Sappiamo benissimo cosa significhi fermare questa regione che, nel 2018, raccoglieva il 18,6% del manifatturiero nazionale, il 21,4% degli addetti totali, il 27,3% dei 465,3 miliardi di euro di export nazionale e un quinto del pil nazionale. Nello stesso anno il settore metalmeccanico lombardo contava circa 500.000 addetti e 68 miliardi di euro di export. A partire dalla Lombardia, che vede i contagi in continuo aumento, così come il numero dei ricoveri e, purtroppo, il conto delle vittime, è arrivato il momento del coraggio e delle scelte che mettano, davvero, la vita e la salute delle persone al centro.

Insieme ai nostri delegati, colonne di solidarietà, ci siamo attivati in tutte le fabbriche metalmeccaniche della regione per ottenere la sospensione delle produzioni o un loro significativo rallentamento, nel rispetto del protocollo sottoscritto tra Sindacati Confederali e Parti Datoriali, con la regia del Governo. Fermare le produzioni significa ridurre al minimo le occasioni di contatto tra le persone e, quindi, le possibilità di contagio. Chiudere tutto, ora, per un paio di settimane, significa governare questa fermata e progettare la ripresa. Diversamente, sarebbe subire passivamente il blocco perché chi conosce industria e mondo del lavoro sa già che, con l’interruzione della catena delle forniture e il rallentamento di Germania e Francia, destinatarie delle nostre maggiori quote di export, la Lombardia metalmeccanica è comunque destinata alla quarantena produttiva.

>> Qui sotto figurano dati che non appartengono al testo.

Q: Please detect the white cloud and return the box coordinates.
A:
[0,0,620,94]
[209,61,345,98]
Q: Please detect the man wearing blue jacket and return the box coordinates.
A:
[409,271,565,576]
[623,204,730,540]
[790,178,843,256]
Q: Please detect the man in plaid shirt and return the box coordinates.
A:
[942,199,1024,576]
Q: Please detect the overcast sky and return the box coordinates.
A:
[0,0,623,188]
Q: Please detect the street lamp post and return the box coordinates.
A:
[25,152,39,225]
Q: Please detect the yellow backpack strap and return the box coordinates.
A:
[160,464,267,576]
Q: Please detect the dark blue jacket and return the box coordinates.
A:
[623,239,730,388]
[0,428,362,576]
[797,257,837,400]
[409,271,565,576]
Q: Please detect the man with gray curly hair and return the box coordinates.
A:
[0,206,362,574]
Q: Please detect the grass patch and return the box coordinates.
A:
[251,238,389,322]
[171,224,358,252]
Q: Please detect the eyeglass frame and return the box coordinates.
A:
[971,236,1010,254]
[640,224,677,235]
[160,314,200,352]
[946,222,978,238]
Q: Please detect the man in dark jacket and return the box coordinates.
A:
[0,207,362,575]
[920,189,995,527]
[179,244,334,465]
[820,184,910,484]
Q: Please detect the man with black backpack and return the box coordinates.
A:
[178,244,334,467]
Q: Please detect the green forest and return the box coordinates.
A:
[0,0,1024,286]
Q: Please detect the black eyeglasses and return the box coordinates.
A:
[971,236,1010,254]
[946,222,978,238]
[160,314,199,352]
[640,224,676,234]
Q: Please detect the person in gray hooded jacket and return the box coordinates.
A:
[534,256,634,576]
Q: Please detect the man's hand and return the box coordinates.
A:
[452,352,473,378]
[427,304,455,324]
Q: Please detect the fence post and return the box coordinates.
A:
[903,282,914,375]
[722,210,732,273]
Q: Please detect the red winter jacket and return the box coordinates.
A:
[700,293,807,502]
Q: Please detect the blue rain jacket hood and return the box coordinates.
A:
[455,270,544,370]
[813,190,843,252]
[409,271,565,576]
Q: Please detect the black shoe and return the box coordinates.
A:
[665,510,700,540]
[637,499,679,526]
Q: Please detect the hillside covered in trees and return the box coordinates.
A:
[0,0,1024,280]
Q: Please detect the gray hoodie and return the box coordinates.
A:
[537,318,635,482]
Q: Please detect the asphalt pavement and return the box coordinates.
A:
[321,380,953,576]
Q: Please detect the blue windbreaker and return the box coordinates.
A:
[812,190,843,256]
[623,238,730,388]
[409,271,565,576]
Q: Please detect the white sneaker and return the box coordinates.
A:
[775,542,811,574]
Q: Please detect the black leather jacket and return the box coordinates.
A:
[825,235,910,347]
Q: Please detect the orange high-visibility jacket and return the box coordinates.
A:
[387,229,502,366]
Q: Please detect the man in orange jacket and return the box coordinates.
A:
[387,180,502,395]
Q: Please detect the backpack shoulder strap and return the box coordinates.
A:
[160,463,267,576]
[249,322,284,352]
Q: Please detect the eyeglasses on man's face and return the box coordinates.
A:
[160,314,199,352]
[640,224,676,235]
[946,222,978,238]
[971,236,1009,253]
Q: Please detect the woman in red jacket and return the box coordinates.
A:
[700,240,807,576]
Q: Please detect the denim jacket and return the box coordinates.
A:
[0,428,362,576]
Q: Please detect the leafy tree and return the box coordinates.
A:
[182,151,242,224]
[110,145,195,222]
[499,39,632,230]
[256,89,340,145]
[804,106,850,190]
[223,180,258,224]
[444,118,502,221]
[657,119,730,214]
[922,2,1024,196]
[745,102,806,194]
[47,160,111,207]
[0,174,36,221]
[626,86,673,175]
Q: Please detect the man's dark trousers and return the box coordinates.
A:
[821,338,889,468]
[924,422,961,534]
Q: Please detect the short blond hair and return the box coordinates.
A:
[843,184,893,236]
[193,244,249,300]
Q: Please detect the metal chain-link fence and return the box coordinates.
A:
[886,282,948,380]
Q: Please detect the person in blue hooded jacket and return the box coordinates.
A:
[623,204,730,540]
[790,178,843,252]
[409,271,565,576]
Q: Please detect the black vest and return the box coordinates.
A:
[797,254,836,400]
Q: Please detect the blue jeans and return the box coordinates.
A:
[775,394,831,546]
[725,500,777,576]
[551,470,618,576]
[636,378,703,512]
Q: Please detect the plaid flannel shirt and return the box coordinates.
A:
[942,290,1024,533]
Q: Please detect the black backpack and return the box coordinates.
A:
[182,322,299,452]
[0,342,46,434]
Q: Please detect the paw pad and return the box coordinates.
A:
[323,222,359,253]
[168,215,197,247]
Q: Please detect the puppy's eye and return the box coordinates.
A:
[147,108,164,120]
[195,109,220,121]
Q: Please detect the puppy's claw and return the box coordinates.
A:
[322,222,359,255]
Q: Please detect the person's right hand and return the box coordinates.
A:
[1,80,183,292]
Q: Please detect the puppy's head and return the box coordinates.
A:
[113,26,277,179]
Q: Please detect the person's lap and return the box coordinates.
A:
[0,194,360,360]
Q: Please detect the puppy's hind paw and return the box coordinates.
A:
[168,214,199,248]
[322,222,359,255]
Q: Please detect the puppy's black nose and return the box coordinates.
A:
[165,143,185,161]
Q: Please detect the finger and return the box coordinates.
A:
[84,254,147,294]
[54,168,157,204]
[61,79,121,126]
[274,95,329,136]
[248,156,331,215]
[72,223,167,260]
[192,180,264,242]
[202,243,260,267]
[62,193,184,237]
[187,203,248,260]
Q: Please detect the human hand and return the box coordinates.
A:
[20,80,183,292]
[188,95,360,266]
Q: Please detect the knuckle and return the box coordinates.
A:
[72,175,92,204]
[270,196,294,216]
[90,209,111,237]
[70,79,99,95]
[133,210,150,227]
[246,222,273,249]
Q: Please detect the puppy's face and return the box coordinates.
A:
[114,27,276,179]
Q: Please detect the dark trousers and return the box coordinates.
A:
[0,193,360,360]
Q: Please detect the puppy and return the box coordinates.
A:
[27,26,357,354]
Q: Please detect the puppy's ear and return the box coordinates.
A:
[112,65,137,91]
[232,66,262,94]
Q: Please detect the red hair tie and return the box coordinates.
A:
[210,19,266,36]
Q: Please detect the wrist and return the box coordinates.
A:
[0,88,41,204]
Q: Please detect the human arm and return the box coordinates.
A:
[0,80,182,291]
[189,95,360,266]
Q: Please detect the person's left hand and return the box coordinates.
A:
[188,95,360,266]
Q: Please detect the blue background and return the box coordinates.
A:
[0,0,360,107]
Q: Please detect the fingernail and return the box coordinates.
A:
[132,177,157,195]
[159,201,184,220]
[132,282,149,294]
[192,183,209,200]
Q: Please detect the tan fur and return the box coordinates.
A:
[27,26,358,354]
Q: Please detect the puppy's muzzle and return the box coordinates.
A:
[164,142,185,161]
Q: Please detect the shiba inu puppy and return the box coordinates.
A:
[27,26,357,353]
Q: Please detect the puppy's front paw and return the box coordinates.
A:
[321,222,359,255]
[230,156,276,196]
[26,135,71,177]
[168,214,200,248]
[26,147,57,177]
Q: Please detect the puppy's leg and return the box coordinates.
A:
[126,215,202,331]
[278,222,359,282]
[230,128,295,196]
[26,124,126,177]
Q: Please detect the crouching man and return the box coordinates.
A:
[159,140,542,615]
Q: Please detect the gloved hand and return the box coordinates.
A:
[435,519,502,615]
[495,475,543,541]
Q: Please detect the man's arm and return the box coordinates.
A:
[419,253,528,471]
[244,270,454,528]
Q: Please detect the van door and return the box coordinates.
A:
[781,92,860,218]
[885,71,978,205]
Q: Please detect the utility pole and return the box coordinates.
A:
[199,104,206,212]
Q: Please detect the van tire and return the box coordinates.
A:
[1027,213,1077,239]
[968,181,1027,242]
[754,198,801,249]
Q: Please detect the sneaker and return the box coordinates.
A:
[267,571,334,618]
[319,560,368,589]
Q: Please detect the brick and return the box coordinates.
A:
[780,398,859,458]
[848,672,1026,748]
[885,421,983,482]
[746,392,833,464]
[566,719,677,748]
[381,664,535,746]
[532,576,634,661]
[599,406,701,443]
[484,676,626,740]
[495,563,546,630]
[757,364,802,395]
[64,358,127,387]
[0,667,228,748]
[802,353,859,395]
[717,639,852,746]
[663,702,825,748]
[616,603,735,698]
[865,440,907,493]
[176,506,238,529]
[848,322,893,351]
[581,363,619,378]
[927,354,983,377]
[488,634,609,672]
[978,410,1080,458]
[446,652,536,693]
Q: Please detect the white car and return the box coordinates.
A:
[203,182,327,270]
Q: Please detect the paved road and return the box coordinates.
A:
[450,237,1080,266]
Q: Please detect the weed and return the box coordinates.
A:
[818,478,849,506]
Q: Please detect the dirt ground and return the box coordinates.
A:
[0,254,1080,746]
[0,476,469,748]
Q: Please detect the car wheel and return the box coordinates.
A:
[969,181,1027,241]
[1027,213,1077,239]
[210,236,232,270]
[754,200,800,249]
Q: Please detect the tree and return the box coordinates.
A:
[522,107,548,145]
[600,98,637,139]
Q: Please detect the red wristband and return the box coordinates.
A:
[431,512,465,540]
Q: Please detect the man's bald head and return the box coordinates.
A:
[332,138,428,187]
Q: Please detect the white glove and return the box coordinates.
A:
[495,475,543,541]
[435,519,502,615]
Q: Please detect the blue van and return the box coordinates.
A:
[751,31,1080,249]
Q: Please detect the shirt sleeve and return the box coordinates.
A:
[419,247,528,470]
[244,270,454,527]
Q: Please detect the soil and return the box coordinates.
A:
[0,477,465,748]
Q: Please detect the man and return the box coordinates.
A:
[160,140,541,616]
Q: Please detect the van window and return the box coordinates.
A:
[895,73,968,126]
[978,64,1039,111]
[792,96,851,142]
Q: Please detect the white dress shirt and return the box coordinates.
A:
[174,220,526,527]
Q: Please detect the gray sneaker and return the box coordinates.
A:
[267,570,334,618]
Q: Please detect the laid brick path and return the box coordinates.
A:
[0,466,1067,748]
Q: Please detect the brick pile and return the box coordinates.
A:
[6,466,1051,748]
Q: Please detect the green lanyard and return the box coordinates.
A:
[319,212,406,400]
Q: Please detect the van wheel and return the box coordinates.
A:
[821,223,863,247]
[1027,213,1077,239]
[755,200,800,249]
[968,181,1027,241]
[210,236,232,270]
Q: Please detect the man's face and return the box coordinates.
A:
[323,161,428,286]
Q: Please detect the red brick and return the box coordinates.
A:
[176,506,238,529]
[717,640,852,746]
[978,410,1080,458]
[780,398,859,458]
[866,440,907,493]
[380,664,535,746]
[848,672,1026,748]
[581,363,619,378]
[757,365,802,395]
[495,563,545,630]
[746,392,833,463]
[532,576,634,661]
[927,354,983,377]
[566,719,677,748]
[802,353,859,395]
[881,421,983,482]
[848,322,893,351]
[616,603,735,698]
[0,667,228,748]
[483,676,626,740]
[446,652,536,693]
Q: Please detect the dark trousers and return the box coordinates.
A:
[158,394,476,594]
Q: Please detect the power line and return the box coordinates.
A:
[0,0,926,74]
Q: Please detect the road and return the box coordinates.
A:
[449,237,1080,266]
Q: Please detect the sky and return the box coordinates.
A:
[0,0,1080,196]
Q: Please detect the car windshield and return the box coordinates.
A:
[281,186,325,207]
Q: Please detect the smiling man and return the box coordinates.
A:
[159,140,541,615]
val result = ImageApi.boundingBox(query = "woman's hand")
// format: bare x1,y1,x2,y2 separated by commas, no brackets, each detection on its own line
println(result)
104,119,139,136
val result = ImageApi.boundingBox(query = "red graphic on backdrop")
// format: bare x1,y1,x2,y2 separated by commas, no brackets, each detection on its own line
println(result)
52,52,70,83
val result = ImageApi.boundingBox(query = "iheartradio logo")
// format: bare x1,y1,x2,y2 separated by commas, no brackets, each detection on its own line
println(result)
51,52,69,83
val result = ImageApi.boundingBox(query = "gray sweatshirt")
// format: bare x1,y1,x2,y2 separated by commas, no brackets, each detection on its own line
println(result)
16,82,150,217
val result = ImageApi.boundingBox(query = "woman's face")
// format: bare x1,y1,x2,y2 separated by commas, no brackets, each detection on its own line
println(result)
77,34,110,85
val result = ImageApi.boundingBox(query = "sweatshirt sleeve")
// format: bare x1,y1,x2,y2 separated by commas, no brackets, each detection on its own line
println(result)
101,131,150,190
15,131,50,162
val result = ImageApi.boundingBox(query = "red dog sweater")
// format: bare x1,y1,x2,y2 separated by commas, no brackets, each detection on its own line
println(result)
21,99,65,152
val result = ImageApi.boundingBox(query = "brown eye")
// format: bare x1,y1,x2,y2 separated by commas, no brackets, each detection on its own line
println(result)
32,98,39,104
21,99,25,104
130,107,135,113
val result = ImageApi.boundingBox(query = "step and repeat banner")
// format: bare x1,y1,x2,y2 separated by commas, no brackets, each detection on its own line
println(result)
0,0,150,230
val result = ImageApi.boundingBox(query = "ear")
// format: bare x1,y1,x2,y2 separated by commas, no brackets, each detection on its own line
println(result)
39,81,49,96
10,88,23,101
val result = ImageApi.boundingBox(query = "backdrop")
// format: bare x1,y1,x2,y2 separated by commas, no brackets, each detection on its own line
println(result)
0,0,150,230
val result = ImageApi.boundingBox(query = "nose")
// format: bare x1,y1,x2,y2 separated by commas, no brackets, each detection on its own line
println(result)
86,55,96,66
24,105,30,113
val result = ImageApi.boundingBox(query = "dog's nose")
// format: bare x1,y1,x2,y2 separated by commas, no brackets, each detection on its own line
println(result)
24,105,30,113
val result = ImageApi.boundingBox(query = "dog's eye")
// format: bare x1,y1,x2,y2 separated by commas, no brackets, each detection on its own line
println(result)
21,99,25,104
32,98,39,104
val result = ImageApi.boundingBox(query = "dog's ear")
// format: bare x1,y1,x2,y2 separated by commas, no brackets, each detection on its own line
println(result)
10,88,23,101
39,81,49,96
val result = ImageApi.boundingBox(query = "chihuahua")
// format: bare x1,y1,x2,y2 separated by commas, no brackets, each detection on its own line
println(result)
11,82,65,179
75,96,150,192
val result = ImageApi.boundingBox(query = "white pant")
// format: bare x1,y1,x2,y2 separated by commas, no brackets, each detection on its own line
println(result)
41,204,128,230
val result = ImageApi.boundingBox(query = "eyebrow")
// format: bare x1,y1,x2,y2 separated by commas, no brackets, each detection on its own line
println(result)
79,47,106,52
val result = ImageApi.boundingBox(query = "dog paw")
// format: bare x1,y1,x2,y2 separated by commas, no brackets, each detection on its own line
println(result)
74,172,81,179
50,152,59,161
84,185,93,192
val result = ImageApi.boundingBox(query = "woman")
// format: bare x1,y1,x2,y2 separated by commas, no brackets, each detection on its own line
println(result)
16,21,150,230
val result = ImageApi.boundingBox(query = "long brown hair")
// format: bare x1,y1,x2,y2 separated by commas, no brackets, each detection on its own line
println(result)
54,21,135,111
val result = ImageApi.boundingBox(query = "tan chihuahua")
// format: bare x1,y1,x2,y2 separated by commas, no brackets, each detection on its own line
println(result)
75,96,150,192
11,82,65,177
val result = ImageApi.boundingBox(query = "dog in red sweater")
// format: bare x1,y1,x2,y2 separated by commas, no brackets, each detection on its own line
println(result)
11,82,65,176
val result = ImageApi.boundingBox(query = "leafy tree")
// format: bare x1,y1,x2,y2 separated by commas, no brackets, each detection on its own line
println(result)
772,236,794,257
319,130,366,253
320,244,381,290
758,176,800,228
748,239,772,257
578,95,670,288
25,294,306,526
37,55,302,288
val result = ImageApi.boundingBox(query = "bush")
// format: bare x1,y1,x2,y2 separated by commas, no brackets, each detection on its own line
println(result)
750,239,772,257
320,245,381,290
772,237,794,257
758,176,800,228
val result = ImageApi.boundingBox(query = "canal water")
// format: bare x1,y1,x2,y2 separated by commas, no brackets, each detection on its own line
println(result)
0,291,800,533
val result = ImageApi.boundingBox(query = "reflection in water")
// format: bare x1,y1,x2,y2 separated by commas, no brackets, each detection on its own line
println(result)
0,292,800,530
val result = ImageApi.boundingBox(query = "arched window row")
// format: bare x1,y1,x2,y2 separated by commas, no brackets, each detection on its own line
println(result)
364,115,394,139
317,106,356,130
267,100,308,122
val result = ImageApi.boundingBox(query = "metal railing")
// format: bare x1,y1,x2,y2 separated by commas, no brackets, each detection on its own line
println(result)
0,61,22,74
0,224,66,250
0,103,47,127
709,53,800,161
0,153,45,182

Molto dipenderà da quanto durerà questa emergenza che, comunque, ha evidenziato alcuni colpevoli ritardi, economici, normativi e sociali, del nostro Paese. Investire in infrastrutture digitali vuol dire accompagnare le imprese verso l’innovazione tecnologica e lanciare definitivamente lo smart working, dopo questo rodaggio improvvisato. Il 5G potrebbe essere la spinta decisiva a Industria 4.0 e la soluzione ai problemi di scarsa copertura della banda larga. I permessi, strutturali, per assistere i figli sarebbero un atto di civiltà e sostegno all’occupazione femminile e avrebbero evitato problemi economici e organizzativi a tante famiglie dopo la chiusura prolungata di asili e scuole.

La sanità pubblica ci sta ricordando il suo valore immenso, da difendere e rilanciare; investire sulla cura della persona, inoltre, può generare maggior benessere e tanto lavoro industriale. L’Europa dovrà cambiare passo e le parole con cui Ursula Von der Leyen ha annunciato massima flessibilità sugli aiuti di stato sono, da questo punto di vista, incoraggianti. Questa crisi, potente e inedita, dovrà anche essere l’occasione per rigenerare i rapporti tra le persone e riscoprire la solidarietà, fatta di responsabilità civica, passione civile e impegno etico; quella che mette al centro delle azioni di ognuno di noi “l’altro”, ricordandoci che ogni scelta individuale ha ripercussioni collettive.

Un fatto di cui occorre tenere conto se abbiamo a cuore il bene comune. È questo senso di responsabilità che ha dato vita al Sindacato, che lo ha sempre animato e che, oggi, ci consentirà di rilanciare il Paese, ripartendo dai luoghi di lavoro.